I thought about Allan — only yesterday he had dangled and rapped on this rope, out of sight of the damage. It was his bodyweight which had exposed the length of core, as friction from his rappel device tugged on the rope’s sheath. I tied off the sickening core shot and continued down, wondering if I should tell Allan at all. He certainly could live a long, happy life without contemplating the freefall to the talus he would have taken if the shredded rope had failed.
I cleaned our hardware, jugged out, and headed toward the decent gully.

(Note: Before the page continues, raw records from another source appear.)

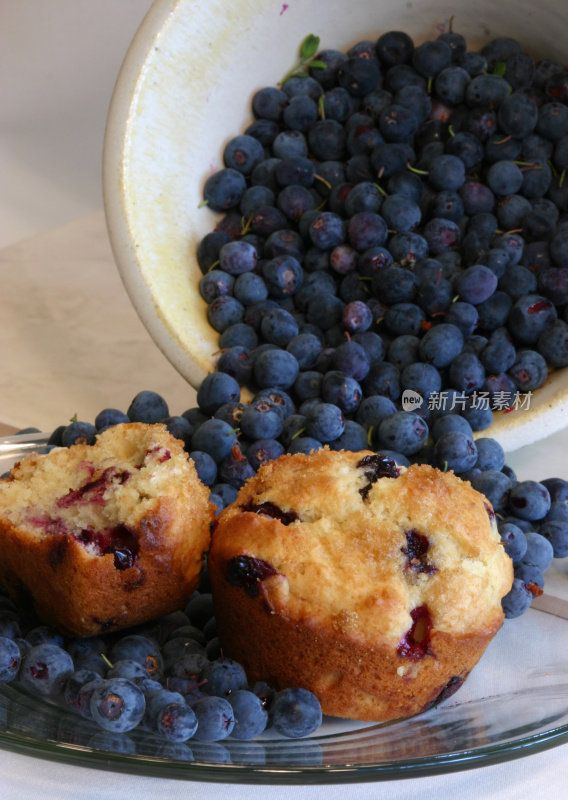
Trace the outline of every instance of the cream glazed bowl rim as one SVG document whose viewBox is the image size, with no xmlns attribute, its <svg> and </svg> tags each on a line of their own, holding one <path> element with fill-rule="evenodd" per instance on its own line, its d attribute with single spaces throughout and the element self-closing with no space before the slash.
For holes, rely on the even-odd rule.
<svg viewBox="0 0 568 800">
<path fill-rule="evenodd" d="M 252 120 L 250 98 L 293 65 L 308 33 L 322 47 L 346 49 L 389 29 L 418 42 L 448 30 L 444 3 L 415 0 L 156 0 L 142 21 L 113 93 L 103 153 L 104 205 L 110 241 L 129 297 L 151 337 L 195 388 L 214 369 L 218 334 L 199 295 L 200 239 L 218 215 L 200 208 L 206 178 L 222 166 L 223 146 Z M 536 57 L 563 61 L 562 5 L 455 0 L 454 28 L 471 46 L 495 36 L 518 38 Z M 372 20 L 372 22 L 370 22 Z M 246 54 L 246 58 L 243 57 Z M 491 436 L 505 450 L 568 424 L 568 372 L 549 375 L 510 413 L 495 412 Z M 528 409 L 527 409 L 528 406 Z"/>
</svg>

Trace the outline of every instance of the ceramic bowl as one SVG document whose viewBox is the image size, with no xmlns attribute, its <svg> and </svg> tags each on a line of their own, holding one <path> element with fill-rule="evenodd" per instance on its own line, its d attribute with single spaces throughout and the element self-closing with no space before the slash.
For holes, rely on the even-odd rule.
<svg viewBox="0 0 568 800">
<path fill-rule="evenodd" d="M 300 42 L 347 49 L 387 30 L 415 41 L 453 29 L 470 47 L 511 36 L 537 58 L 566 62 L 560 0 L 157 0 L 118 76 L 104 147 L 104 198 L 120 274 L 164 355 L 197 387 L 218 335 L 198 291 L 196 248 L 217 215 L 200 207 L 224 144 L 251 122 L 253 93 L 294 65 Z M 561 35 L 562 34 L 562 35 Z M 513 450 L 568 422 L 568 372 L 553 373 L 530 408 L 496 413 L 493 436 Z"/>
</svg>

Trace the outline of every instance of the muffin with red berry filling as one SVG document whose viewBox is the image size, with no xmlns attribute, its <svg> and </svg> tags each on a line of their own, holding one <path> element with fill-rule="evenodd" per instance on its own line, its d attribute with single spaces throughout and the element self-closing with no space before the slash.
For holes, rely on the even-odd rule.
<svg viewBox="0 0 568 800">
<path fill-rule="evenodd" d="M 0 482 L 0 582 L 69 635 L 141 623 L 187 602 L 212 518 L 183 442 L 117 425 Z"/>
<path fill-rule="evenodd" d="M 219 516 L 208 564 L 223 652 L 251 681 L 376 721 L 461 686 L 513 580 L 469 483 L 327 449 L 262 466 Z"/>
</svg>

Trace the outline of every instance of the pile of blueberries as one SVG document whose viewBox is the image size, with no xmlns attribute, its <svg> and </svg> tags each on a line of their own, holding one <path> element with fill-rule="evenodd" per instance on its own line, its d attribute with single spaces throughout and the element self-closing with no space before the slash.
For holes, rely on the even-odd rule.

When I returned to camp, I couldn’t help pull out the rope and present it to him. “Welcome to the Ghost!” I said with a jack-o-lantern grin.
“Holy shit!” he said, eyes wide.
After thirty combined years on the rock, Allan and I had relearned climbing’s most important lesson: catastrophe always stalks the unwary climber.
“I knew it,” Allan said. “I just had this feeling this morning like I shouldn’t go up there.” Allan ran his fingers over the shredded rope, “Maybe it happened last night,” he said, in hopeful denial.
“Yeah, and the sheath just slipped down by itself,” I countered. “Face it, you just about took the ride!”I chopped the shredded chunk out of the cord and offered it to Allan, but he declined. I kept it myself as a reminder that life is indeed fragile.
We eventually named the route Premonition. Marco, on his honeymoon in the area a year later, in typical climber style, left his new wife waiting in the valley to join me for the first ascent of this amazingly steep and solid 5.12c line.
My argument with Allan had dissolved in nervous laughter by afternoon. As we packed up to head out, I silently promised the Ghost I would be back. I have a hard time leaving unfinished business. I had learned a lesson with the rodents, and our near fatal mistake had only made feel even more determined.